Pierogies Pad Thai



Prep Time

10 minutes

Cooking Time

15 minutes

  • 1 (12-ounce) box Mrs. T's Mini Classic Cheddar Pierogies

  • 1 tablespoon butter or margarine

  • 2 large eggs, beaten

  • 1 tablespoon peanut oil

  • 1 large garlic clove, minced

  • 1 pound boneless, skinless chicken breasts, cut into thin slices

  • 1/2 teaspoon salt

  • 1/4 teaspoon crushed red pepper

  • 1/2 cup peanut sauce

  • 1 cup bean sprouts

  • 1/4 cup chopped peanuts

  • 2 scallions, thinly sliced

Related recipes
1) Boil pierogies as package directs. Drain.

2) Meanwhile, in a 12-inch skillet over medium-high heat, melt butter. Cook eggs until just scrambled, stirring constantly. Remove to bowl.

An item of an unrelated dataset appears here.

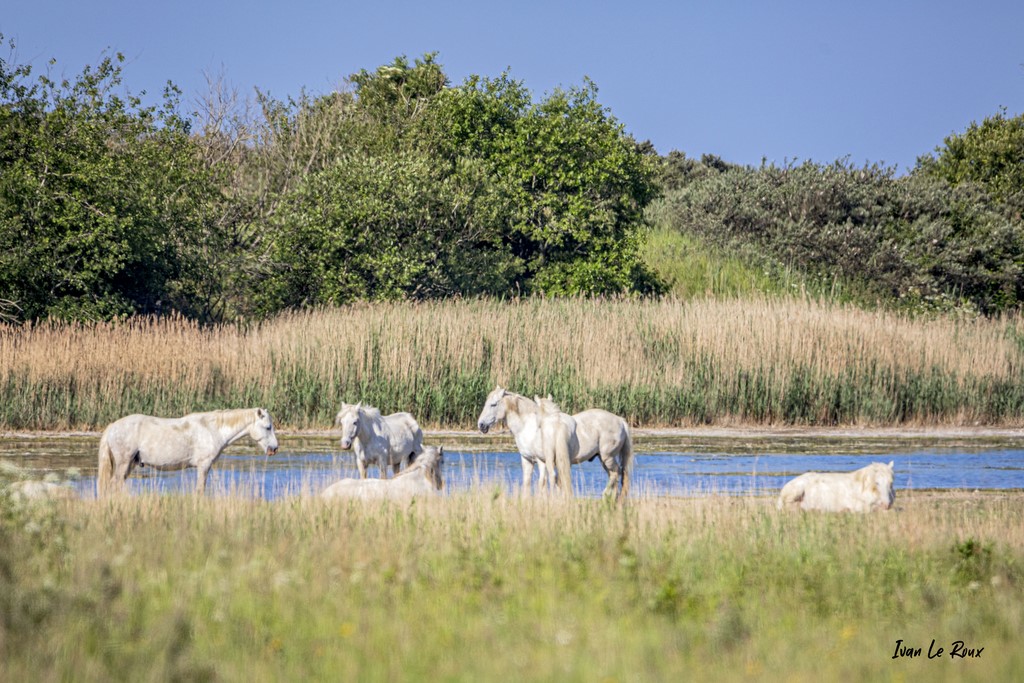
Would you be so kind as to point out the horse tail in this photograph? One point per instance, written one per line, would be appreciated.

3) In the same skillet, heat peanut oil. Over medium heat, cook garlic until lightly browned. With slotted spoon, remove garlic to bowl with eggs.

4) In drippings remaining in skillet over medium-high heat, cook chicken until well-browned and cooked through, stirring constantly. Add salt and crushed red pepper.

5) Stir in egg mixture, peanut sauce, bean sprouts and cooked pierogies. Toss to mix well. Garnish with chopped peanuts and scallions. Serve and enjoy!